One question has dogged "microfinance" since the term entered the philanthropic vocabulary: Does this endeavor to alleviate poverty in countries around the world work?
Grameen Foundation, a U.S.-based nonprofit organization, released a report on Thursday, June 10, that reviews recent studies on the effectiveness of microfinance in alleviating poverty. The new report, Measuring the Impact of Microfinance: Taking Another Look, was written by Kathleen Odell, who teaches economics at Dominican University's Brennan School of Business. It is an update of one the foundation commissioned in 2005 that reviewed nearly 100 studies conducted between 1970 and 2005 measuring the effect of microfinance.
In the original report, Measuring the Impact of Microfinance: Taking Stock of What We Know, Nathanael Goldberg wrote that a wide range of evidence showed that microfinance programs can increase incomes and lift families out of poverty. "Yet it would be imprudent to issue a blanket statement that 'microfinance works,' for the simple reason that there is no one 'microfinance' to test," he wrote. The programs he looked at served different types of clients with a variety of services and operated in widely varying regions.
Goldberg noted that the evidence he had examined pointed in two directions: On the one hand, there was much to be enthusiastic about; on the other hand, much remained to be discovered about the sundry ways microfinance works, and does not work, for different types of clients.
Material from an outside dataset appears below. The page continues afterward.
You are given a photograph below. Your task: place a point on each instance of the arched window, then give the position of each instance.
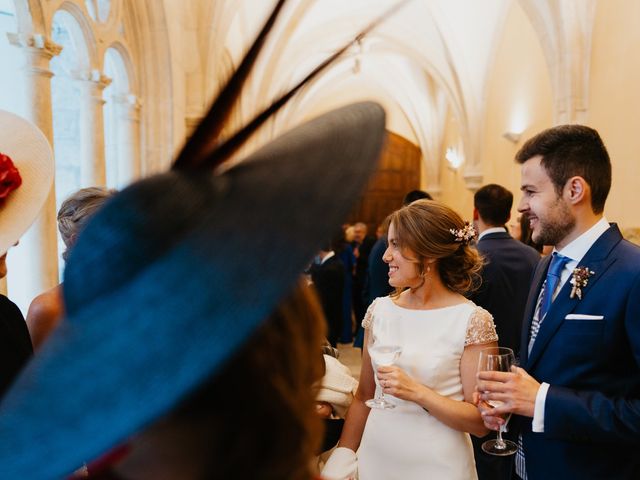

In her updated report, Odell writes that several things became clear in her attempt to pull together evidence from recent research into the effectiveness of microfinance. A number of studies, using various methodologies and from different settings, suggest that microfinance is good for microbusinesses, with increases in business ownership, investment and profits. "Importantly, this result holds for microsavings as well as microcredit. Microsavings in particular appears to be a promising financial instrument whose potential is only beginning to be discovered."